Embers, Sándor Márai
Love had a compass whose whirling dance traced out a sphere of love in the void:
in the center thereof rose a fountain.
The Circus of the Sun, Robert Lax
From its ﬁxed point within the inﬁnite, the Sun cast light and heat which touched each of them with the same particles it had put forth at a precise moment. As its rays illuminated their world and its energy warmed their skin, did the Sun have a part in their story? Did the Unseen order their positioning, just as it had situated the Sun, and had aligned the stars and all the other elements of the heavens?

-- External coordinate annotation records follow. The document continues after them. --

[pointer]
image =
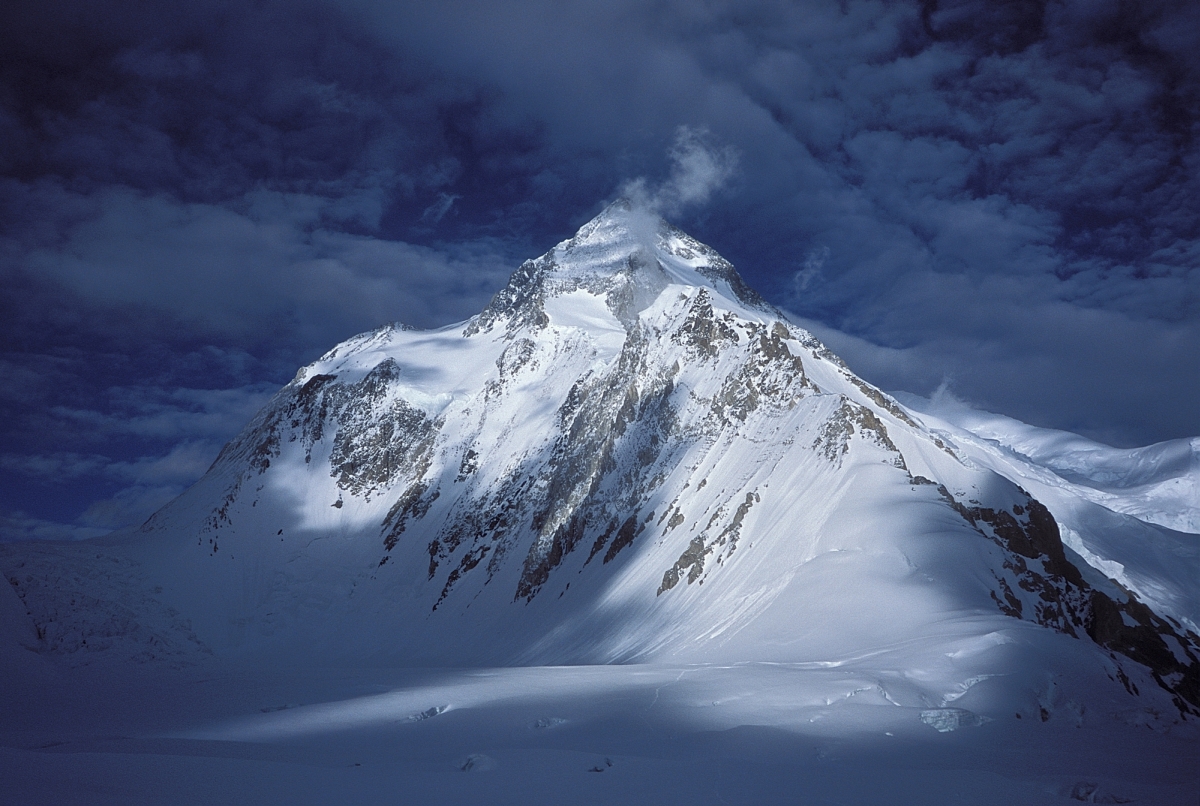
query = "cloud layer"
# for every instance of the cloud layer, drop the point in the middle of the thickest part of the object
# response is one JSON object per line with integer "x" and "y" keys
{"x": 195, "y": 200}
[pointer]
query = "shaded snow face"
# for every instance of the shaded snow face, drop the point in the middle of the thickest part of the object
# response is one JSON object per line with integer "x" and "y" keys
{"x": 625, "y": 456}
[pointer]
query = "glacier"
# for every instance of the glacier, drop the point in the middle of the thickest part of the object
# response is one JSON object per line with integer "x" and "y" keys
{"x": 629, "y": 533}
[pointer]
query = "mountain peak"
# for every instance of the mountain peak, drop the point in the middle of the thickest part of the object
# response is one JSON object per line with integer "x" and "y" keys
{"x": 628, "y": 254}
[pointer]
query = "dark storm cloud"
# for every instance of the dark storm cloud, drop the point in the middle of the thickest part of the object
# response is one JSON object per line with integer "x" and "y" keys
{"x": 1008, "y": 191}
{"x": 199, "y": 198}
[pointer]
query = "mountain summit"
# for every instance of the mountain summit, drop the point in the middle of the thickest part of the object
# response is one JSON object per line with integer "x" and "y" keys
{"x": 630, "y": 456}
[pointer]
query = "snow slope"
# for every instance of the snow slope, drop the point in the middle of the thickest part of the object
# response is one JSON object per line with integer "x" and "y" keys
{"x": 1133, "y": 515}
{"x": 627, "y": 458}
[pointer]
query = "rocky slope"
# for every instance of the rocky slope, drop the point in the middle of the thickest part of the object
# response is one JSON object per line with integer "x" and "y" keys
{"x": 628, "y": 456}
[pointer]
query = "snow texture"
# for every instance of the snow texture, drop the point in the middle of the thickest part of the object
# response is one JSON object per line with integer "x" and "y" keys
{"x": 629, "y": 534}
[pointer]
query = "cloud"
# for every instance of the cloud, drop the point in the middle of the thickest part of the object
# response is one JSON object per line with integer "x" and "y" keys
{"x": 699, "y": 168}
{"x": 202, "y": 198}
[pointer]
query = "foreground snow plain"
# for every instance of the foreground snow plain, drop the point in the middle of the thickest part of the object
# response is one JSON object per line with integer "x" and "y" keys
{"x": 874, "y": 639}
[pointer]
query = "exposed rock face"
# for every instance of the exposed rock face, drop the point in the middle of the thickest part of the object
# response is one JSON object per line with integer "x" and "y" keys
{"x": 628, "y": 408}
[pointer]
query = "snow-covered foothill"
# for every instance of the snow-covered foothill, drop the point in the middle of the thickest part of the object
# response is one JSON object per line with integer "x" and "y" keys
{"x": 628, "y": 534}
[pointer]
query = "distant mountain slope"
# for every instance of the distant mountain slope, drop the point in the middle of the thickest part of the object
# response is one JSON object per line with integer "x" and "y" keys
{"x": 1131, "y": 513}
{"x": 629, "y": 456}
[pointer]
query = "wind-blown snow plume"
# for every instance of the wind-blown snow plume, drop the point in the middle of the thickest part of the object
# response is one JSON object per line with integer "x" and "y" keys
{"x": 699, "y": 168}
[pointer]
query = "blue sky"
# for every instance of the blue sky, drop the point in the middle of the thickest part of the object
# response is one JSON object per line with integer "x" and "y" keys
{"x": 196, "y": 200}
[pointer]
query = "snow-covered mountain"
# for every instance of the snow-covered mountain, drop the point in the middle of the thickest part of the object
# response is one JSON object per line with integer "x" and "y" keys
{"x": 628, "y": 457}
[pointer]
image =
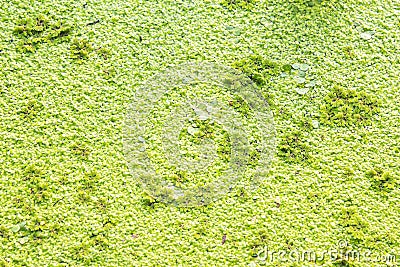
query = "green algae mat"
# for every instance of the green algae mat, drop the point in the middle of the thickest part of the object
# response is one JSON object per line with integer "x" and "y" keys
{"x": 200, "y": 133}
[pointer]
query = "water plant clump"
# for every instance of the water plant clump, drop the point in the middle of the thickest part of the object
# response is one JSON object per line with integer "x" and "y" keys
{"x": 348, "y": 107}
{"x": 293, "y": 148}
{"x": 40, "y": 29}
{"x": 257, "y": 68}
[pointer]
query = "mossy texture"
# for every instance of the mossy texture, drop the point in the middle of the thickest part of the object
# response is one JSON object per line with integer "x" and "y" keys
{"x": 67, "y": 196}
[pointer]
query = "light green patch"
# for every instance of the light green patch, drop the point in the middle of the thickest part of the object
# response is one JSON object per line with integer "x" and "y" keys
{"x": 67, "y": 196}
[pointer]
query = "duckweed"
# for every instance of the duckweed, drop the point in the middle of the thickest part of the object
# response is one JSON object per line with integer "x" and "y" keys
{"x": 349, "y": 107}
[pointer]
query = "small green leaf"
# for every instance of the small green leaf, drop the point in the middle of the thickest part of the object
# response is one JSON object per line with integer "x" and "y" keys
{"x": 315, "y": 124}
{"x": 300, "y": 79}
{"x": 296, "y": 66}
{"x": 23, "y": 240}
{"x": 302, "y": 91}
{"x": 366, "y": 35}
{"x": 15, "y": 228}
{"x": 192, "y": 131}
{"x": 304, "y": 67}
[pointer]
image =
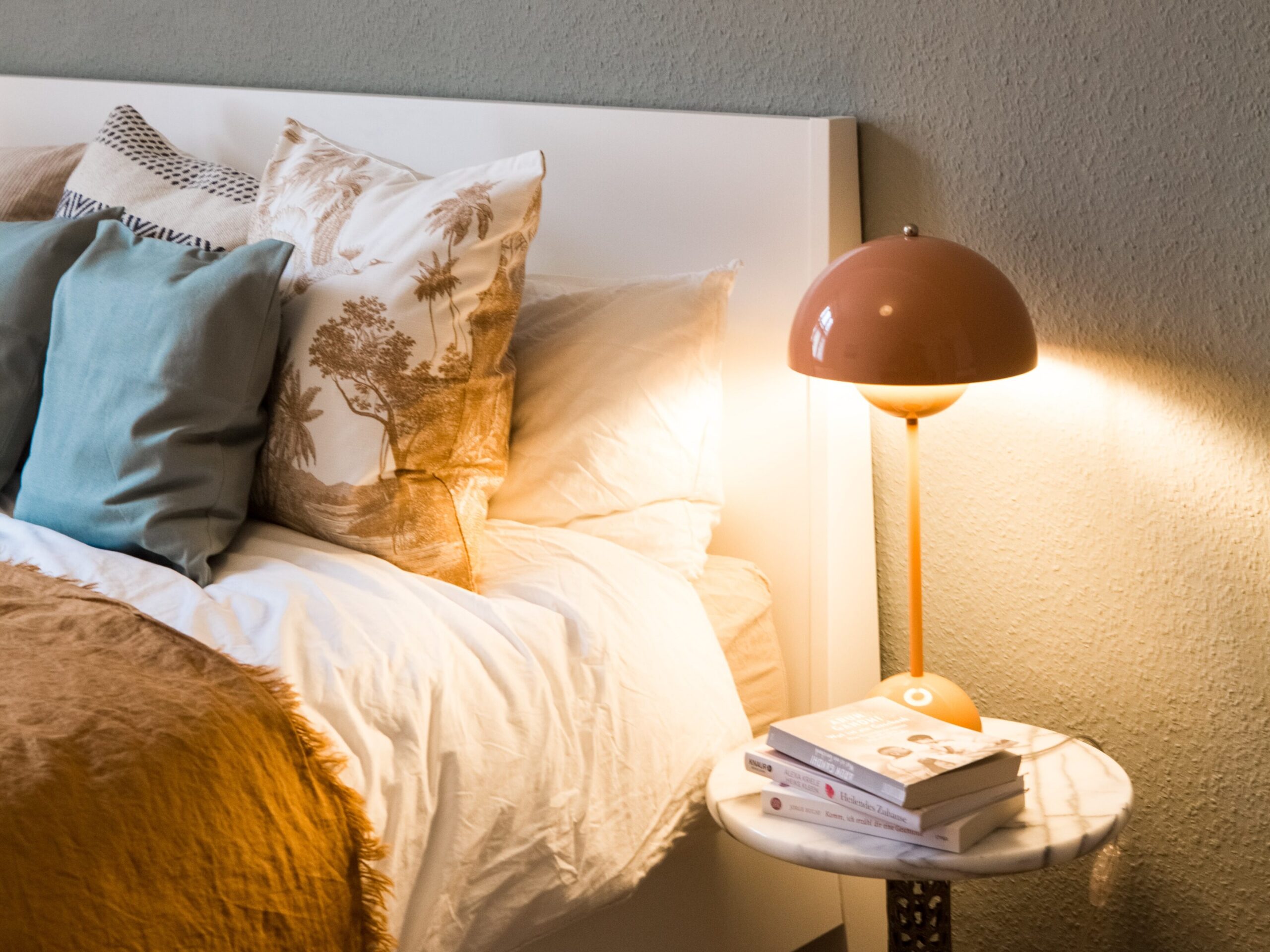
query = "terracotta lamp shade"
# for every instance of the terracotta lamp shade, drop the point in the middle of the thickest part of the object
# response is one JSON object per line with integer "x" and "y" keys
{"x": 911, "y": 321}
{"x": 912, "y": 311}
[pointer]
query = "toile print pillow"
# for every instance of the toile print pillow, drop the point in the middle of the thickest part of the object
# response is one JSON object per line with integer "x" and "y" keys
{"x": 391, "y": 398}
{"x": 166, "y": 193}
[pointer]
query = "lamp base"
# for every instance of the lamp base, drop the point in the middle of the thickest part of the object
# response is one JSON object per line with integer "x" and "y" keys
{"x": 934, "y": 696}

The morning sun brought warmth the city had not felt in months. Liv contemplated nothing in particular while walking for many blocks. She delighted in the hint of warmer days to come and prolonged her time outdoors. Moving along streets not fully familiar to her, she was mildly bothered to be interrupted when she arrived at a corner where she needed to decide whether to turn right or left.
Glancing in both directions, she turned right without reason. Doing so reminded her of the instinct people have to turn right when offered the left/right option with no apparent gain in choosing one over the other. She’d read this in a tour-guide book for an amusement park. Of course, this information was offered as recommendation that the park visitor turn left in order to avoid the masses of impulse decision makers who stood in longer lines to the right. Now more conscious of the choice, she changed her mind and abruptly turned about-face, muttering apologies as she sidestepped the pedestrians with whom she found herself face-to-face.
She walked on through the streets of Boston’s South End, and she once again entered a peaceful trance brought on by the drone of her simple thoughts, the predominant one being how good the heat of the sun felt on her cheeks and forearms. Her long stride had found its rhythm as it carried her slender ﬁgure along the red brick sidewalks.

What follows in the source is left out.